Le ballet de l’Opéra de Paris célébrait ce samedi 4 octobre les adieux de sa directrice de la danse. Après vingt ans à la tête de la compagnie, Brigitte Lefèvre a esquissé une dernière révérence sur le plateau de Garnier, entourée d’une pléiade de danseurs et d’étoiles.
Brigitte Lefèvre salue une dernière fois après le défilé
Cette soirée de ballets s’ouvrait avec les ballets de William Forsythe. Woundwork1 nous offre quinze minutes de beauté, à suivre les lignes des deux couples se séparant, se mêlant et s’entremêlant au fil de la musique de Thom Willems. On retrouve avec plaisir le quatuor formé par Aurélie Dupont et Hervé Moreau, ainsi que Laetitia Pujol et Mathieu Ganio. Les personnalités ressortent plus qu’à la première, chaque couple dégageant une énergie différente. On suit tantôt les ondulations d’Aurélie Dupont entraînant Hervé Moreau, puis Mathieu Ganio mettant en lumière Laëtitia Pujol. 
Dans Pas./Parts, les danseurs sont encore plus survoltés qu’à la première. Ils dépassent leurs limites, chacun apportant sa pierre à l’édifice. Marie-Agnès Gillot est impériale, Sébastien Bertaud est une fois de plus très impressionnant, Lydie Vareilhes tout simplement bluffante… Au final, juste un mot : grandiose! Présent dans la salle, William Forsythe est venu sur scène saluer avec les danseurs, après une rapide accolade avec Brigitte Lefèvre.  
Changement d’ambiance après l’entracte, les élèves de l’école de danse interprètent Suite de danses d’Ivan Clustine. Place maintenant à la Polonaise de Chopin et aux longs tutus romantiques. Malgré l’enthousiasme de ces jeunes élèves, tous radieux, la chorégraphie est un peu plate et moins intéressante.
L’ambiance dans la salle change rapidement avec Aunis de Jacques Garnier (celui qui a fondé le Théâtre du Silence avec Brigitte Lefèvre à La Rochelle). Mention spéciale aux trois jeunes danseurs du soir – Pablo Legasa, Julien Guillemard et Paul Marque – qui, au son de l’accordéon, ont su transporter le public dans leur univers. Une très belle performance!
Une telle soirée ne pouvait se dérouler sans rendre hommage à l’école française et à la technique académique. C’est chose faite avec Études d’Harald Lander. Depuis la première, l’évolution des danseurs dans ce ballet est plus que perceptible. Les solistes sont beaucoup plus en confiance. Dorothée Gilbert, pétillante, retrouve toute sa prestance. Josua Hoffalt offre de son côté une belle démonstration du style français. Une fois de plus, le corps de ballet se montre encore plus à son aise dans cet exercice de style. Un bon moment!
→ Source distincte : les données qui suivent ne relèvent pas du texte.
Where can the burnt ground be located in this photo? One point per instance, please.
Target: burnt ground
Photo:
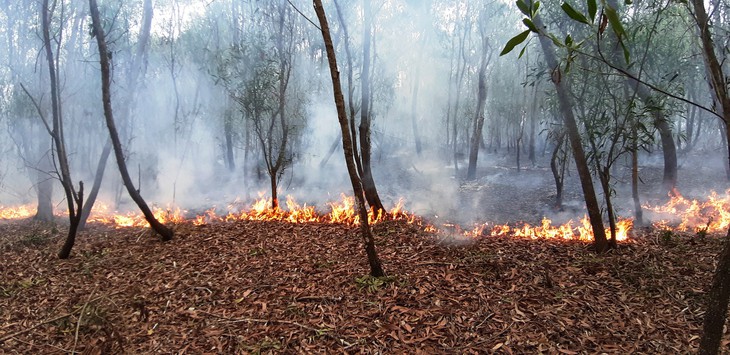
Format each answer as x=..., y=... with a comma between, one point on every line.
x=502, y=194
x=275, y=287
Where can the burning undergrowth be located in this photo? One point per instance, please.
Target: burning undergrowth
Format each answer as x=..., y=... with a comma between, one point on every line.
x=272, y=286
x=678, y=214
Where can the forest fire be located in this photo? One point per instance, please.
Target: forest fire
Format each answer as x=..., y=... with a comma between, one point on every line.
x=679, y=214
x=683, y=214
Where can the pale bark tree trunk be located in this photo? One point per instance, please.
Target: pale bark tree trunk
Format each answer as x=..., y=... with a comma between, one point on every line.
x=368, y=182
x=44, y=189
x=98, y=32
x=717, y=299
x=74, y=200
x=478, y=123
x=376, y=269
x=566, y=108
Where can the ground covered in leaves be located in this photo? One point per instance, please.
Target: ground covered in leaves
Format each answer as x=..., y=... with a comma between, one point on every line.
x=260, y=287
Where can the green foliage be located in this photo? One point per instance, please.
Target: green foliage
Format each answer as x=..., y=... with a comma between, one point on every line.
x=575, y=15
x=373, y=284
x=512, y=43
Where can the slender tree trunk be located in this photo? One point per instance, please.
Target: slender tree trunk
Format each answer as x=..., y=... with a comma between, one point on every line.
x=478, y=125
x=368, y=182
x=717, y=298
x=589, y=194
x=98, y=32
x=44, y=189
x=228, y=132
x=557, y=166
x=717, y=303
x=638, y=212
x=376, y=268
x=74, y=200
x=661, y=122
x=98, y=177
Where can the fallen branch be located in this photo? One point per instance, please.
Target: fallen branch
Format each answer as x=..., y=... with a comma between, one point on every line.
x=278, y=321
x=26, y=330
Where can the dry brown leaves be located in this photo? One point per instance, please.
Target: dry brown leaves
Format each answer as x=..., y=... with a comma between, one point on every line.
x=302, y=288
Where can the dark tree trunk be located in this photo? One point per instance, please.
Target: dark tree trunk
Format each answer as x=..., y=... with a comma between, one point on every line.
x=589, y=194
x=638, y=212
x=228, y=132
x=73, y=199
x=557, y=166
x=717, y=303
x=661, y=122
x=274, y=191
x=376, y=269
x=368, y=182
x=478, y=124
x=44, y=190
x=717, y=298
x=98, y=32
x=98, y=177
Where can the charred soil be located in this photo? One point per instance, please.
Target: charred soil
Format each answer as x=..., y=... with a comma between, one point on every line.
x=260, y=287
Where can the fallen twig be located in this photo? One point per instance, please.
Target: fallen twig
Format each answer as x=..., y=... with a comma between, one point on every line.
x=26, y=330
x=278, y=321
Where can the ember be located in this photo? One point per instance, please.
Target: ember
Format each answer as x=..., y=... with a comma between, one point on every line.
x=679, y=213
x=710, y=216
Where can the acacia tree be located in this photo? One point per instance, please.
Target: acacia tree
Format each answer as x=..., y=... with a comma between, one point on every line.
x=376, y=268
x=719, y=294
x=478, y=121
x=535, y=24
x=104, y=59
x=74, y=199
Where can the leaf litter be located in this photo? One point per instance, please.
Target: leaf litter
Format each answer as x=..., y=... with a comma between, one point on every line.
x=278, y=287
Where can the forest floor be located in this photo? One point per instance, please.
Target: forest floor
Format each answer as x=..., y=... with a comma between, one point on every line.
x=261, y=287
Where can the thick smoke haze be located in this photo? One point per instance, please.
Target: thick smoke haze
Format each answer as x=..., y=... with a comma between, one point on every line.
x=211, y=73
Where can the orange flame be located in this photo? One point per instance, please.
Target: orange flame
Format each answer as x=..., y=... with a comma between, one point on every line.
x=19, y=212
x=710, y=216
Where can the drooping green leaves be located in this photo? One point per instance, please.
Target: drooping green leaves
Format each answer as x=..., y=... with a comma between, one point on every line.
x=592, y=9
x=528, y=23
x=515, y=41
x=575, y=15
x=615, y=22
x=523, y=8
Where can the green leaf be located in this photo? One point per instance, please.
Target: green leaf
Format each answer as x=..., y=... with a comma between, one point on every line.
x=530, y=25
x=556, y=40
x=592, y=9
x=516, y=40
x=575, y=15
x=523, y=7
x=627, y=55
x=613, y=19
x=522, y=52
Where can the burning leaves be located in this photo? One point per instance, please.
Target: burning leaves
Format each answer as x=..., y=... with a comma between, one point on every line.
x=275, y=286
x=680, y=214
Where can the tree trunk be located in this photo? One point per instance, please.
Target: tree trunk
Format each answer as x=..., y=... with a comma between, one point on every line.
x=478, y=125
x=73, y=199
x=98, y=32
x=368, y=182
x=558, y=171
x=717, y=303
x=98, y=177
x=589, y=194
x=661, y=121
x=228, y=132
x=376, y=268
x=44, y=189
x=717, y=298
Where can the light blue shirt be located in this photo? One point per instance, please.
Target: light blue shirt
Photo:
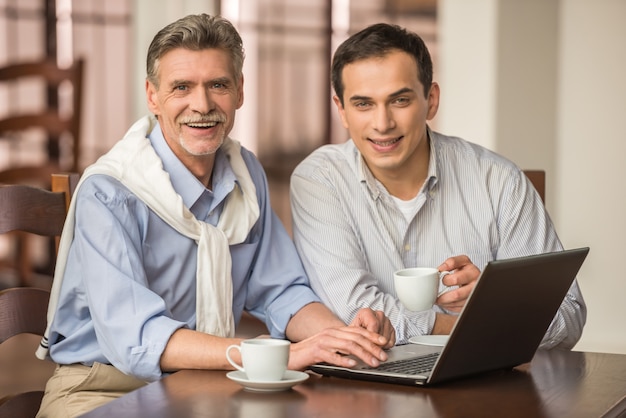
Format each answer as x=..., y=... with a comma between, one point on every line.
x=130, y=279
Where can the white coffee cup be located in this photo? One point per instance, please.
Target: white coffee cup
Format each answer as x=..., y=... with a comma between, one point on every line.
x=263, y=359
x=418, y=287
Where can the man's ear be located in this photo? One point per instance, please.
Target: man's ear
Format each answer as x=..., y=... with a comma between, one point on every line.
x=433, y=101
x=341, y=111
x=240, y=93
x=151, y=97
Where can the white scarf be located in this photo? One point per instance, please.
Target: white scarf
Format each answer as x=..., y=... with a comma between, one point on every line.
x=135, y=164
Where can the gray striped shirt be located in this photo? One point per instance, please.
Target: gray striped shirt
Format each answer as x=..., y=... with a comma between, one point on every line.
x=352, y=236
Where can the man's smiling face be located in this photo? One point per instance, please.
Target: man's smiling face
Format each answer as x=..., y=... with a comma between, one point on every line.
x=385, y=111
x=196, y=100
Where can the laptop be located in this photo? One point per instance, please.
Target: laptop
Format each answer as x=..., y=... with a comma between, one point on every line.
x=500, y=327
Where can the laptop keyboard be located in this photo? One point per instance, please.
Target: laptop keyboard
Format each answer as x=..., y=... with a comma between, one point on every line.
x=413, y=366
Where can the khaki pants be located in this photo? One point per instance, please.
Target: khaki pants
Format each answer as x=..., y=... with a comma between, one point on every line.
x=76, y=389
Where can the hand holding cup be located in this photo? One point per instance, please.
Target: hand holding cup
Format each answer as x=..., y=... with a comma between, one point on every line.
x=418, y=287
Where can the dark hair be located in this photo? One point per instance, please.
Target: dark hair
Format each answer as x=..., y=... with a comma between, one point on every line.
x=377, y=41
x=196, y=33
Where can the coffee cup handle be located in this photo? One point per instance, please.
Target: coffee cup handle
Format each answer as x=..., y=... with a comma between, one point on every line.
x=231, y=361
x=445, y=289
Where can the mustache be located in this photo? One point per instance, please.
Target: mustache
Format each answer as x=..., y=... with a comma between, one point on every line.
x=209, y=117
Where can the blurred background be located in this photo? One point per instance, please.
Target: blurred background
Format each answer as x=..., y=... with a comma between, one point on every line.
x=539, y=81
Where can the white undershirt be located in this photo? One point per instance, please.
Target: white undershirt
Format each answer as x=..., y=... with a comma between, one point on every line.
x=409, y=207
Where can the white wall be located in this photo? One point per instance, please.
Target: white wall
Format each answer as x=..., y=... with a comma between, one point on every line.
x=542, y=82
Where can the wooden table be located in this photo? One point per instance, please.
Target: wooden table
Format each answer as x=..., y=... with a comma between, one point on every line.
x=555, y=384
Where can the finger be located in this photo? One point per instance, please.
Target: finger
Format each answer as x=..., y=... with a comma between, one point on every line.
x=362, y=344
x=453, y=263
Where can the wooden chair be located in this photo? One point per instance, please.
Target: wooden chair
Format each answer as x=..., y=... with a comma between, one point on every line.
x=55, y=122
x=23, y=310
x=41, y=135
x=30, y=209
x=538, y=179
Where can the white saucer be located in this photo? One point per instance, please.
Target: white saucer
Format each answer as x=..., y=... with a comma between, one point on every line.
x=435, y=340
x=291, y=378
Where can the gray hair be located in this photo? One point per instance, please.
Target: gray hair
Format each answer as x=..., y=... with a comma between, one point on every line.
x=196, y=33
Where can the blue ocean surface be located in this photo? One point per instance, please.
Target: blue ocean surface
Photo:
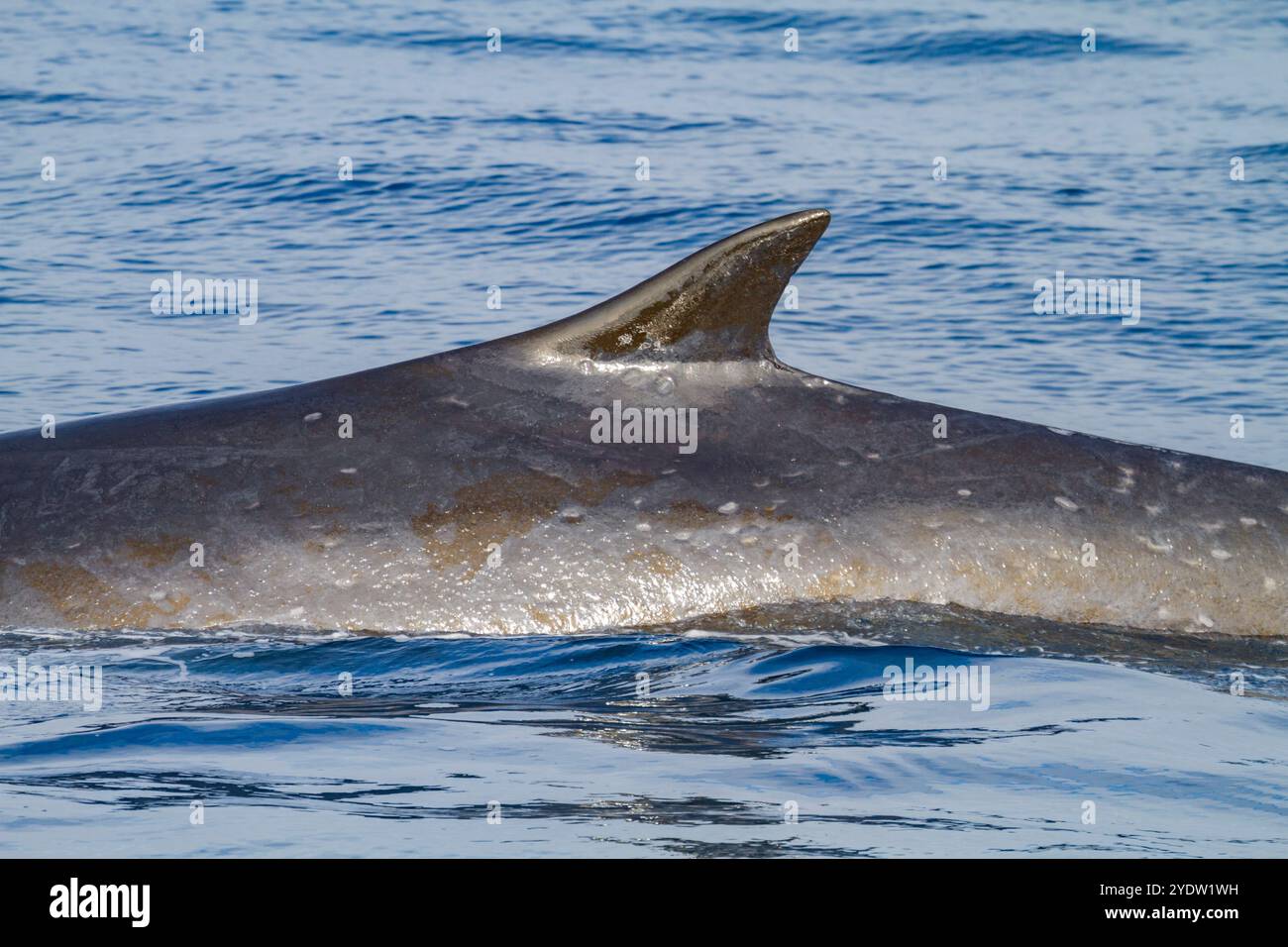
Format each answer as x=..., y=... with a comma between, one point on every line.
x=518, y=169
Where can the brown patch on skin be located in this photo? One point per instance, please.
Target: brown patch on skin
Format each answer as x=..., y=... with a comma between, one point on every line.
x=503, y=505
x=436, y=368
x=541, y=617
x=656, y=561
x=158, y=552
x=303, y=508
x=85, y=600
x=838, y=582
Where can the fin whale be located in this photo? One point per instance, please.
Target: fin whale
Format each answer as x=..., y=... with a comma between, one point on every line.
x=644, y=462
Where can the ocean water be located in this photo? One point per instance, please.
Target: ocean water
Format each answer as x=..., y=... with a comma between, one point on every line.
x=518, y=169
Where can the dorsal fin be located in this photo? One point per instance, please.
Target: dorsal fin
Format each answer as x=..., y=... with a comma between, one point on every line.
x=709, y=307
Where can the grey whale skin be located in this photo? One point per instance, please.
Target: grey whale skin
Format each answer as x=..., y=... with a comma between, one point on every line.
x=473, y=497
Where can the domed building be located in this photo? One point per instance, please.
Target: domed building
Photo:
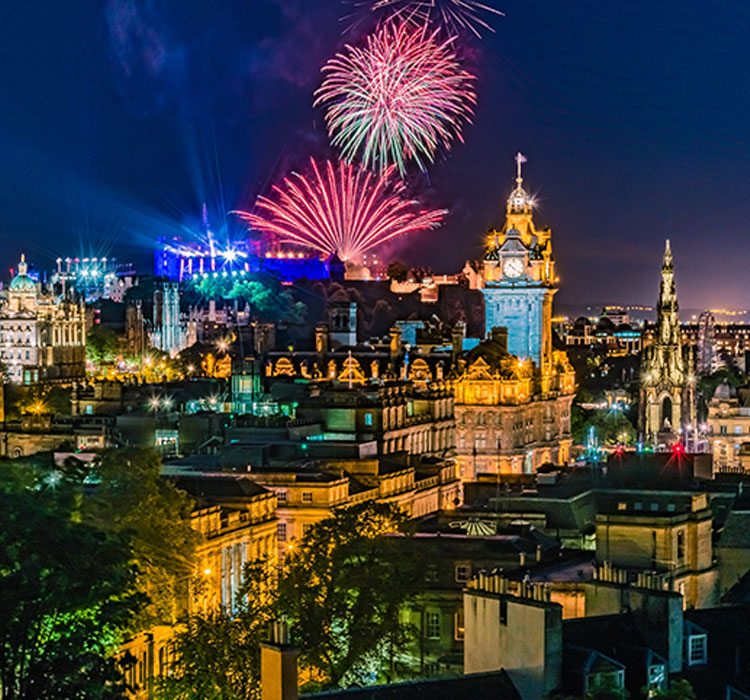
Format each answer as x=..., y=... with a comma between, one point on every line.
x=42, y=334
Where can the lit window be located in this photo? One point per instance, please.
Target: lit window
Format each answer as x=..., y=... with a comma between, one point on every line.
x=432, y=624
x=697, y=651
x=458, y=624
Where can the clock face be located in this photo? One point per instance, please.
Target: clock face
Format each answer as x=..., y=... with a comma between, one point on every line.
x=513, y=267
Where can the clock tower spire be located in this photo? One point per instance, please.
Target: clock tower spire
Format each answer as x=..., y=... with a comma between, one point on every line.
x=519, y=278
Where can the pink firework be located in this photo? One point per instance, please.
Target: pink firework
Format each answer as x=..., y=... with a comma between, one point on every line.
x=340, y=210
x=454, y=15
x=400, y=98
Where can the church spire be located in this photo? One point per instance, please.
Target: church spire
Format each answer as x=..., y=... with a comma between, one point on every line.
x=667, y=264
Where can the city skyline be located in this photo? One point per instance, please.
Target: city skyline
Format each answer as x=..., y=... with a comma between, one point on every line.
x=621, y=156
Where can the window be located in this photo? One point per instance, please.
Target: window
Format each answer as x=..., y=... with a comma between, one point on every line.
x=432, y=624
x=697, y=651
x=656, y=676
x=458, y=625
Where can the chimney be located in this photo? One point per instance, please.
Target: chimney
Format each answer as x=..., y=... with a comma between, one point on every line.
x=395, y=342
x=321, y=338
x=278, y=665
x=499, y=335
x=457, y=335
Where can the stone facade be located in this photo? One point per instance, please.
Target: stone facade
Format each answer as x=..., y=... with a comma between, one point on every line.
x=666, y=372
x=42, y=334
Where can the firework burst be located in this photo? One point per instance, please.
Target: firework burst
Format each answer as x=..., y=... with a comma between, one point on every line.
x=340, y=210
x=400, y=98
x=455, y=15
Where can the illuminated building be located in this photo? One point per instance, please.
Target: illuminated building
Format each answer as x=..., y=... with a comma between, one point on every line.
x=706, y=343
x=180, y=259
x=509, y=418
x=665, y=371
x=513, y=391
x=519, y=280
x=42, y=334
x=729, y=427
x=94, y=278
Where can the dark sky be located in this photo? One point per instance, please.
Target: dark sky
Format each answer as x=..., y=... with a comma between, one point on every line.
x=119, y=117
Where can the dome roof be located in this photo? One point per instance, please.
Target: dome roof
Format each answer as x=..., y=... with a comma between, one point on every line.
x=22, y=282
x=725, y=391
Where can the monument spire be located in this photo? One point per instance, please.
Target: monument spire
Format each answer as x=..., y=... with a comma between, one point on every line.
x=520, y=159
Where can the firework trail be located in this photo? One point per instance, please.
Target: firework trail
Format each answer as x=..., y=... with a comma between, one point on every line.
x=342, y=210
x=455, y=16
x=399, y=98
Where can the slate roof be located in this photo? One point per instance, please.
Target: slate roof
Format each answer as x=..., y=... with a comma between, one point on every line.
x=480, y=686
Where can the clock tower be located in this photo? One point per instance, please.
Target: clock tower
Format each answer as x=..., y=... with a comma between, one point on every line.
x=519, y=280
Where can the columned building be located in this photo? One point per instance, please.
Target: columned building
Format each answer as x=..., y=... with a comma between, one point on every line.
x=42, y=334
x=514, y=390
x=666, y=374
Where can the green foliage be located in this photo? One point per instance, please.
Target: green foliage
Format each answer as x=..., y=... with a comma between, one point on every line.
x=609, y=426
x=267, y=298
x=102, y=346
x=130, y=496
x=397, y=271
x=679, y=689
x=218, y=652
x=36, y=399
x=342, y=591
x=65, y=588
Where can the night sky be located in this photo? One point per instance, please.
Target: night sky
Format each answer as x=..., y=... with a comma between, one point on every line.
x=119, y=117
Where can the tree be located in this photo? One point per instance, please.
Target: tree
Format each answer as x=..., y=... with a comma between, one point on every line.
x=65, y=588
x=679, y=689
x=397, y=271
x=217, y=654
x=102, y=346
x=342, y=591
x=129, y=495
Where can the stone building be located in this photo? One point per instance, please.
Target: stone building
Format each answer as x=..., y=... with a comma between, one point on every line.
x=668, y=533
x=666, y=368
x=42, y=333
x=509, y=419
x=514, y=390
x=729, y=427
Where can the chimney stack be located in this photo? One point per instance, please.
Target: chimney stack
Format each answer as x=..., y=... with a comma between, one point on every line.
x=499, y=335
x=278, y=665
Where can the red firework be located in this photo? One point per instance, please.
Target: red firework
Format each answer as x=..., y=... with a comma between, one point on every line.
x=342, y=210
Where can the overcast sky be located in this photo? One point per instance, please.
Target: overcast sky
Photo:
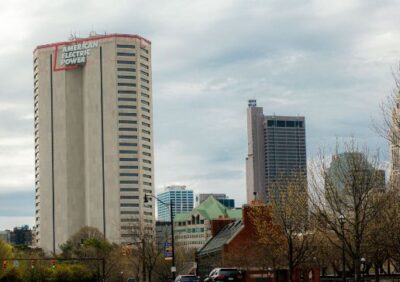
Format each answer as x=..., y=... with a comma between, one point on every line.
x=330, y=61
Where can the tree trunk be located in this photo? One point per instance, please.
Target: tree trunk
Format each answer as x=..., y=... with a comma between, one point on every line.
x=377, y=267
x=290, y=254
x=357, y=270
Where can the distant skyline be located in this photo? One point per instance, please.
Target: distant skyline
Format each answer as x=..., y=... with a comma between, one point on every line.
x=330, y=62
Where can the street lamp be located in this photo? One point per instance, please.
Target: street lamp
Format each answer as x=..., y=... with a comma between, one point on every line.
x=171, y=208
x=341, y=221
x=362, y=260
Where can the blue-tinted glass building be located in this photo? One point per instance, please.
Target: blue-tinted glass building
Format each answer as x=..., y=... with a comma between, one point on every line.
x=181, y=198
x=276, y=152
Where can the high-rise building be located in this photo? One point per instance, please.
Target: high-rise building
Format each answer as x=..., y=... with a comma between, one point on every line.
x=222, y=198
x=179, y=196
x=93, y=137
x=276, y=151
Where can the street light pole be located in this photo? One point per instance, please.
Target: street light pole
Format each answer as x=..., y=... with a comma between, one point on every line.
x=341, y=221
x=171, y=208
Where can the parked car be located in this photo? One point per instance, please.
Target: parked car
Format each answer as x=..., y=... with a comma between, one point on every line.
x=225, y=274
x=187, y=278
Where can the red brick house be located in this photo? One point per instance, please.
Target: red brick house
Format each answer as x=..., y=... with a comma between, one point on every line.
x=235, y=244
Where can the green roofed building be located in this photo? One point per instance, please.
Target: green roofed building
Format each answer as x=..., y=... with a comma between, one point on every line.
x=193, y=229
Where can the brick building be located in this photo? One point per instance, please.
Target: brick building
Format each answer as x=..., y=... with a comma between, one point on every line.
x=235, y=244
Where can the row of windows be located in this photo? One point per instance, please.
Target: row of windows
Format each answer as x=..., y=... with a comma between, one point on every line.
x=131, y=106
x=127, y=76
x=126, y=54
x=128, y=144
x=127, y=205
x=123, y=62
x=127, y=69
x=128, y=46
x=126, y=84
x=129, y=189
x=129, y=197
x=129, y=212
x=284, y=123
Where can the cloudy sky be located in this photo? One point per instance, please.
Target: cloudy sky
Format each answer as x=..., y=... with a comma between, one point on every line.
x=331, y=61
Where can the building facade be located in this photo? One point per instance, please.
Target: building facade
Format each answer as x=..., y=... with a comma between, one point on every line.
x=179, y=196
x=193, y=229
x=93, y=137
x=222, y=198
x=276, y=151
x=163, y=233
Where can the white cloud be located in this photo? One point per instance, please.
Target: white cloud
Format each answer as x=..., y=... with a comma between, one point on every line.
x=331, y=62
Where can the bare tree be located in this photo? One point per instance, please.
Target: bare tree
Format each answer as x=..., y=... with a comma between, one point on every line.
x=143, y=252
x=287, y=232
x=351, y=187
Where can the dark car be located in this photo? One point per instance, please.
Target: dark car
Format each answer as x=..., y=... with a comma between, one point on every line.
x=187, y=278
x=225, y=274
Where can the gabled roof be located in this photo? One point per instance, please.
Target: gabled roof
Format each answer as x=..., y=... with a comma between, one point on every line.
x=221, y=238
x=210, y=209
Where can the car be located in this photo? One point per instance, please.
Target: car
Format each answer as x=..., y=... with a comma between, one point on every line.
x=187, y=278
x=225, y=274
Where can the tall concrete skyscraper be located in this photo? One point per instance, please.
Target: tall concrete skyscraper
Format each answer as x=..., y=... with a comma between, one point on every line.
x=93, y=137
x=276, y=151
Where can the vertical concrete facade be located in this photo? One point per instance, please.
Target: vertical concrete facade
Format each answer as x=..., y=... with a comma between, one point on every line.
x=276, y=152
x=93, y=138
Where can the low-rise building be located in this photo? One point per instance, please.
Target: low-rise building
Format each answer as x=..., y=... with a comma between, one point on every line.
x=236, y=244
x=193, y=229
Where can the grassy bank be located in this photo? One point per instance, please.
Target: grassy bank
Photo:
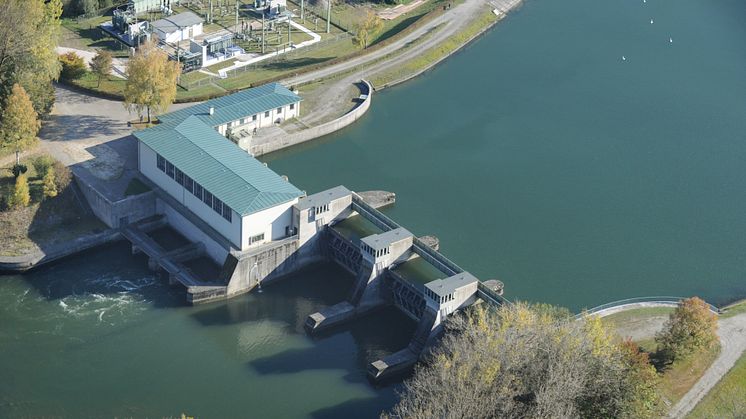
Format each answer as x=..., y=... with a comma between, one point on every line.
x=46, y=221
x=728, y=398
x=676, y=379
x=434, y=55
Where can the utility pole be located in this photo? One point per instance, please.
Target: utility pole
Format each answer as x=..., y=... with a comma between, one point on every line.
x=328, y=15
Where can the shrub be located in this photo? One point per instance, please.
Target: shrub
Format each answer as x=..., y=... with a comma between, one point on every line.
x=73, y=66
x=62, y=175
x=42, y=164
x=21, y=196
x=19, y=169
x=691, y=328
x=50, y=187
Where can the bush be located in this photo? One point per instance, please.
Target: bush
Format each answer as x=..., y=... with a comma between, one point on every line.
x=73, y=66
x=691, y=328
x=49, y=187
x=19, y=169
x=21, y=196
x=62, y=176
x=42, y=164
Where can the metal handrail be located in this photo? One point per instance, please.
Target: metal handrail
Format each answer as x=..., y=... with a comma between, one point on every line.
x=634, y=300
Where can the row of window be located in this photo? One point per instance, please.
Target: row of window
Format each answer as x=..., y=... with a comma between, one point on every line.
x=194, y=188
x=243, y=121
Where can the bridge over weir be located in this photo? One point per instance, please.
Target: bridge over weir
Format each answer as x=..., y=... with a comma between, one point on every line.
x=392, y=266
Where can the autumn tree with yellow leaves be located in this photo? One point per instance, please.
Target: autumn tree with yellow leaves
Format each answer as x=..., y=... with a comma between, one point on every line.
x=520, y=362
x=20, y=123
x=151, y=81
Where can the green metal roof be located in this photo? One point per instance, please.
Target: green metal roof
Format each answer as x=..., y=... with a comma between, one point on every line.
x=215, y=162
x=238, y=105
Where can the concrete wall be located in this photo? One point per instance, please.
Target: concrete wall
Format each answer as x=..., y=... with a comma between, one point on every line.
x=314, y=132
x=213, y=249
x=270, y=222
x=262, y=120
x=230, y=230
x=130, y=209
La soirée s’est clôturée avec le traditionnel défilé du ballet. La Marche des Troyens a pris cette fois-ci une toute autre dimension, encore plus émouvante qu’à l’ordinaire. (Une pensée pour Aurelie Dupont qui défilait là pour la dernière fois). Puis, invitée par Benjamin Pech, Brigitte Lefèvre est venue une dernière fois rejoindre ses danseurs sur la scène de Garnier, remerciant ses Étoiles une par une, puis l’ensemble des danseurs du ballet et des élèves de l’école de danse. 
Seule en scène, la directrice de la danse a tiré sa révérence sous une pluie de paillettes, avant que les anciennes étoiles (Isabelle Ciaravola, Agnès Letestu, Delphine Moussin, Manuel Legris, Kader Belarbi, Elisabeth Playel…) ne la rejoignent devant un parterre debout. Un joli passage de flambeau avec Benjamin Millepied, également présent sur scène. Un aurevoir émouvant et modeste dans une ambiance presque familial.

Au final, une agréable soirée, avec du Forsythe, du classique à l’état pur, de la virtuosité, de l’audace.  Une jolie soirée de ballets. Une page se ferme. Une nouvelle ère débute pour le ballet.
La soirée est à revoir sur Culture Box. Le défilé (qui n’a pas été diffusé ce samedi en raison d’un problème technique) sera retransmis sur France 3 le 8 novembre prochain.